If you need to open a bank account or utilize other banking services, the U-M Campus Information Center maintains a list of financial institutions in Ann Arbor. The cost of attendance for graduate students is based on standard student budgets that the University's Office of Financial Aid (OFA) establishes each year. Estimated costs are updated annually and details can be found on the OFA website.
U-M Services for Student Finances
The Fellowships Office conducts fellowships competitions, publishes annual information on fellowship opportunities, and provides information and counseling on financial support to Rackham graduate students. For additional information, please visit the website.
The Office of Financial Aid (OFA) administers federal, state and institutional financial aid programs and assists students with budgeting. General financial counseling is available to students even if they are not currently receiving financial aid. Students apply through OFA for grants, loans, and Work-Study employment; most aid awards are based on demonstrated financial need. Visit the OFA website for resources and information related to all types of financial aid and other financial questions you may have.
Student Financial Services manages student account billing and collection. There are many resources available on the website to assist students with managing and understanding the student bill. In addition, the office is responsible for posting tuition waivers based on your appointment as a GSRA (graduate student research assistant), GSI (graduate student instructor), or GSSA (graduate student staff assistant).
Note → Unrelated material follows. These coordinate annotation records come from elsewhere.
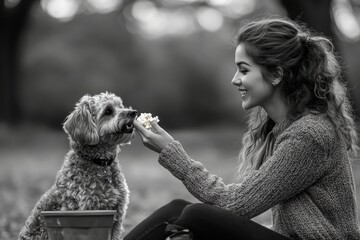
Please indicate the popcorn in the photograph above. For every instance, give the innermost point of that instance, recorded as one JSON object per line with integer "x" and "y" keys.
{"x": 145, "y": 120}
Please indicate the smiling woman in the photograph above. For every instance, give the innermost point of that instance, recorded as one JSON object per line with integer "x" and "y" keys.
{"x": 295, "y": 154}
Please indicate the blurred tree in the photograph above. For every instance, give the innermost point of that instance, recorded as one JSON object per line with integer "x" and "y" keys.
{"x": 14, "y": 15}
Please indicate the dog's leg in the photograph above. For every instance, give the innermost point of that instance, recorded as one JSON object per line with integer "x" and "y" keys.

Teller Services works in conjunction with Student Financial Services to provide cash services to students, faculty and staff. They accept payments from students, as well as provide disbursement services to students, faculty and staff. Teller windows are available for full service student transactions: payments to student accounts, loan payments, and enrollment deposits. A student ID card and one additional piece of identification with signature are required for all transactions.
Get tips on handling your money from the U-M Office of Financial Aid and the nonprofit National Endowment for Financial Education at this free personal finance website. A student account and login are required, which will allow students to create a personal portal to save personal finance articles and information.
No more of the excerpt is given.